ZipFile and ZipArchive classes from System.IO.Compression and async I/O

Alexey Mitev picture Alexey Mitev · Sep 10, 2016 · Viewed 8.8k times · Source

.NET 4.5 has added new classes to work with zip archives. Now you can do something like this:

using (ZipArchive archive = ZipFile.OpenRead(zipFilePath))
{
    foreach (ZipArchiveEntry entry in archive.Entries)
    {
        // Extract it to the file
        entry.ExtractToFile(entry.Name);

        // or do whatever you want
        using (Stream stream = entry.Open())
        {
            ...
        }
    }
}

Obviously, if you work with large archives it may take seconds or even minutes to read the files from the archive. So if you were writing some GUI app (WinForms or WPF) you would probably run such code in a separate thread otherwise you will block UI thread and make your app users very upset.

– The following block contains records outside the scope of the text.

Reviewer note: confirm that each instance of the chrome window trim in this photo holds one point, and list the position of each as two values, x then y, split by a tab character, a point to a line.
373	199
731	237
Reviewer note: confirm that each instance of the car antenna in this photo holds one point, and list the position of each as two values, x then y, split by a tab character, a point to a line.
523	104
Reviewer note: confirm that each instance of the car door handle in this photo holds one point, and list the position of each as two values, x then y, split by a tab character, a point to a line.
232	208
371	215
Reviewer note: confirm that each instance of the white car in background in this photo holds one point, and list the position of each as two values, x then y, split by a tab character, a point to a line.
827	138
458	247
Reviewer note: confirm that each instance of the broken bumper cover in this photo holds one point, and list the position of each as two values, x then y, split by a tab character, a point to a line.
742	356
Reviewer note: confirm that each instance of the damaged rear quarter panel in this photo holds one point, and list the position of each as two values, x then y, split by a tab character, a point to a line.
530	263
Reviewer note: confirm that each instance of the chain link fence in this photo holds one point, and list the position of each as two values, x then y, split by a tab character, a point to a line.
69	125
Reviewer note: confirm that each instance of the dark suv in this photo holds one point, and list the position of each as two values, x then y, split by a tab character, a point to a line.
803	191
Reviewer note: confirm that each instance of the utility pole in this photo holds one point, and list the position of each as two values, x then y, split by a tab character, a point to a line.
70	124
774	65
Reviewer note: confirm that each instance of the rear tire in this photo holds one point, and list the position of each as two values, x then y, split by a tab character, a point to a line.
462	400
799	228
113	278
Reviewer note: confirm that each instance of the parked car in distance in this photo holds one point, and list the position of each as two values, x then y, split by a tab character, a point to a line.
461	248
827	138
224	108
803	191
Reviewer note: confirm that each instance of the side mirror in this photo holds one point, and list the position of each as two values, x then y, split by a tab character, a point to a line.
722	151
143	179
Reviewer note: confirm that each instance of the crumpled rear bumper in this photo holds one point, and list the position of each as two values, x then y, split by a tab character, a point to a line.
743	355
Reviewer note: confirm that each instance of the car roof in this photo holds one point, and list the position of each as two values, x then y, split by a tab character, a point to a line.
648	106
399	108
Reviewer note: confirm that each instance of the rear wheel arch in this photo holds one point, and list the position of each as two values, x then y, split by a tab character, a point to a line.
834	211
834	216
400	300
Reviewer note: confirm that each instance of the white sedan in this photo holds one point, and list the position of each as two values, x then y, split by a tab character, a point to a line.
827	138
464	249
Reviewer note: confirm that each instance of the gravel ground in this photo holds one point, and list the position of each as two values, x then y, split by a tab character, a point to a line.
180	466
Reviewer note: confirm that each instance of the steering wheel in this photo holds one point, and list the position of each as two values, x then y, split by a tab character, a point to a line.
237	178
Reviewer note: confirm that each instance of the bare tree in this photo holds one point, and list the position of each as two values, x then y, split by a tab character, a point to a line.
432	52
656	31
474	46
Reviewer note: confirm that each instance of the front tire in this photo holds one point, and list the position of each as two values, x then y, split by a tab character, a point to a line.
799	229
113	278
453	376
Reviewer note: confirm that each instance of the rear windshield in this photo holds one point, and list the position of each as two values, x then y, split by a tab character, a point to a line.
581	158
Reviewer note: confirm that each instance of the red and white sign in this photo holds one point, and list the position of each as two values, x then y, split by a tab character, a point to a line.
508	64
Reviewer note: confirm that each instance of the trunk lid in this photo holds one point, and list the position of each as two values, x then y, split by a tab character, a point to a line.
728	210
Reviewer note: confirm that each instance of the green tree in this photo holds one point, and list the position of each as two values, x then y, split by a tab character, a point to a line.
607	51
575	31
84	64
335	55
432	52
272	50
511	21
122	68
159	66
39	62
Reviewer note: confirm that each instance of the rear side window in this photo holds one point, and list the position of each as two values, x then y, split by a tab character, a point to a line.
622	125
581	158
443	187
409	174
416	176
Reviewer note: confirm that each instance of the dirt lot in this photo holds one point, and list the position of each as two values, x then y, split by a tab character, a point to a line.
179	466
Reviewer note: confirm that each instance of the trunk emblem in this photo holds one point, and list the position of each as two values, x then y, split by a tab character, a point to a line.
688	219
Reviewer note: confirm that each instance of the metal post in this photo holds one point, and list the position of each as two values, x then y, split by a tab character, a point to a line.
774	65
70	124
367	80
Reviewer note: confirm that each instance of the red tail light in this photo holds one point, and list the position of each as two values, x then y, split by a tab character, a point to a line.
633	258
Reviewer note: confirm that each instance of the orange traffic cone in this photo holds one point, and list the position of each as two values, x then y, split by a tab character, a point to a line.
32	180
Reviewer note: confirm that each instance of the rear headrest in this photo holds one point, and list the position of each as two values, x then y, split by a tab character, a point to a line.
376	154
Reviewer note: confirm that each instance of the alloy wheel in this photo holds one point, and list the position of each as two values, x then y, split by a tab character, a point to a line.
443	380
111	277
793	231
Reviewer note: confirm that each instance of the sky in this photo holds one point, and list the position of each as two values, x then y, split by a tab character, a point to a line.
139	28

However all I/O operations in this code will be executed in the blocking mode which is considered as "not cool" in 2016. So there are two questions:

  1. Is it possible to get async I/O with System.IO.Compression classes (or maybe with some other third-party .NET library)?
  2. Does it even make sense to do that? I mean compressing/extracting algorithms are very CPU-consuming anyway, so if we even switch from CPU-bound blocking I/O to async I/O, the performance gain can be relatively small (of course in percentage, not absolute values).

UPDATE:

To reply to the answer from Peter Duniho: yes, you're right. For some reason I didn't think about this option:

using (Stream zipStream = entry.Open())
using (FileStream fileStream = new FileStream(...))
{
    await zipStream.CopyToAsync(fileStream);
}

which definitely works. Thanks!

By the way

await Task.Run(() => entry.ExtractToFile(entry.Name));

will still be CPU-bound blocking I/O operation, just in separate thread consume the thread from the thread pool during I/O operations.

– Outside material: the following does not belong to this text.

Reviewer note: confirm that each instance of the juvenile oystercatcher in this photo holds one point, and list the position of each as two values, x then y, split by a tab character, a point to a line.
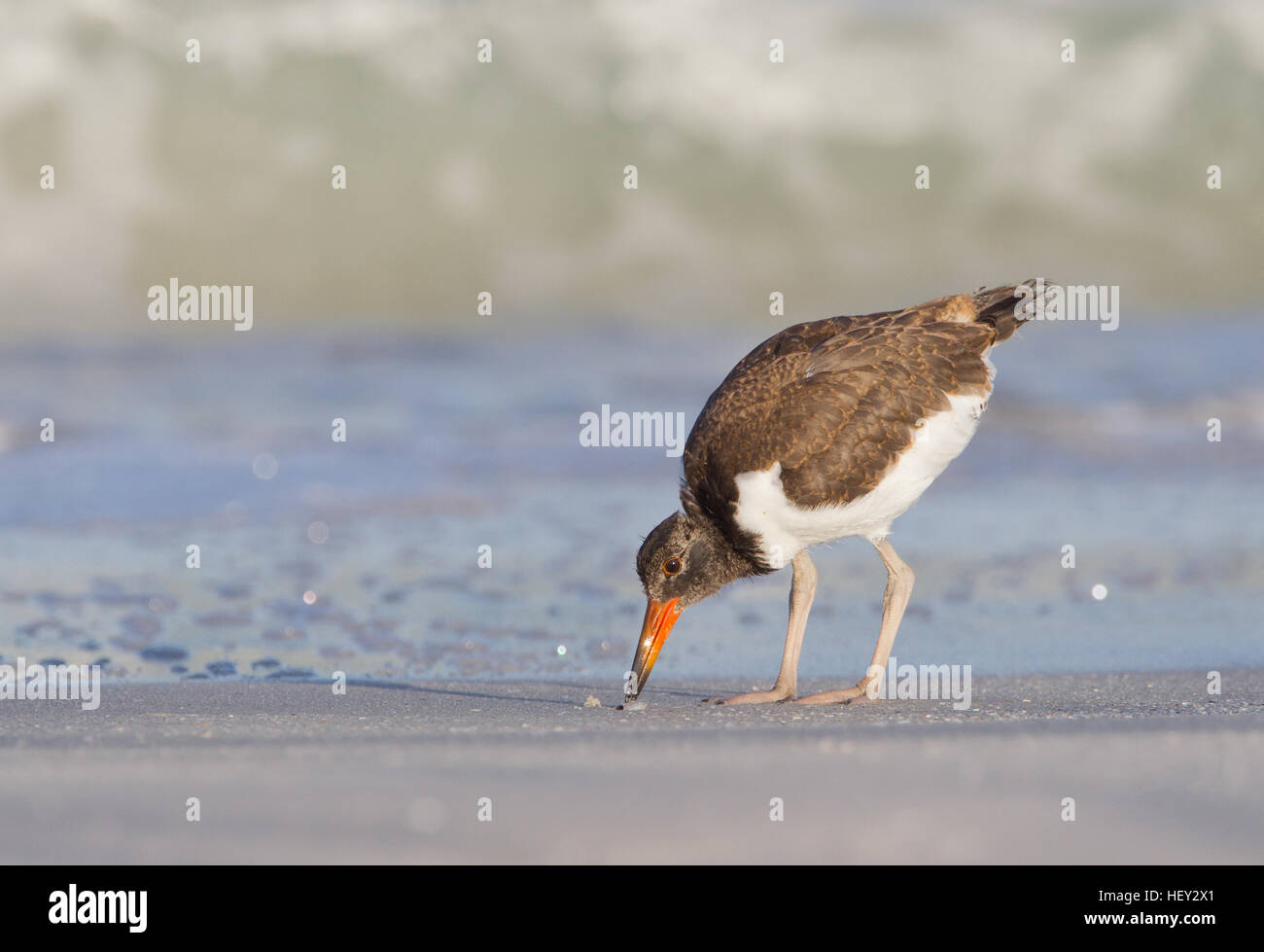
825	430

However as I can see developers of .NET still use blocking I/O for some archive operations (like this code to enumerate entries in the archive for example: ZipArchive.cs on dotnet@github). I also found an open issue about the lack of asynchronous API for ZipFile APIs.

I guess at this time we have partial async support but it is far from complete.

Answer

Peter Duniho picture Peter Duniho · Sep 10, 2016
  1. Is it possible to get async I/O with System.IO.Compression classes (or maybe with some other third-party .NET library)?

Depending on what you actually mean by "async I/O", you can do it with the built-in .NET types. For example:

using (ZipArchive archive = await Task.Run(() => ZipFile.OpenRead(zipFilePath)))
{
    foreach (ZipArchiveEntry entry in archive.Entries)
    {
        // Extract it to the file
        await Task.Run(() => entry.ExtractToFile(entry.Name));

        // or do whatever you want
        using (Stream stream = entry.Open())
        {
            // use XXXAsync() methods on Stream object
            ...
        }
    }
}

Wrap these in XXXAsync() extension methods if you like.

  1. Does it even make sense to do that? I mean compressing/extracting algorithms are very CPU-consuming anyway, so if we even switch from CPU-bound I/O to async I/O, the performance gain can be relatively small (of course in percentage, not absolute values).

At least three reasons to do it:

  1. CPUs are very fast. In many cases, I/O is still the bottleneck so asynchronously waiting on I/O is useful.
  2. Multi-core CPUs are the norm. So having one core working on decompression while another does other work is useful.
  3. Asynchronous operations are not entirely, and in some cases not at all, about performance. Asynchronously processing your archives allows a user interface to remain responsive, which is useful.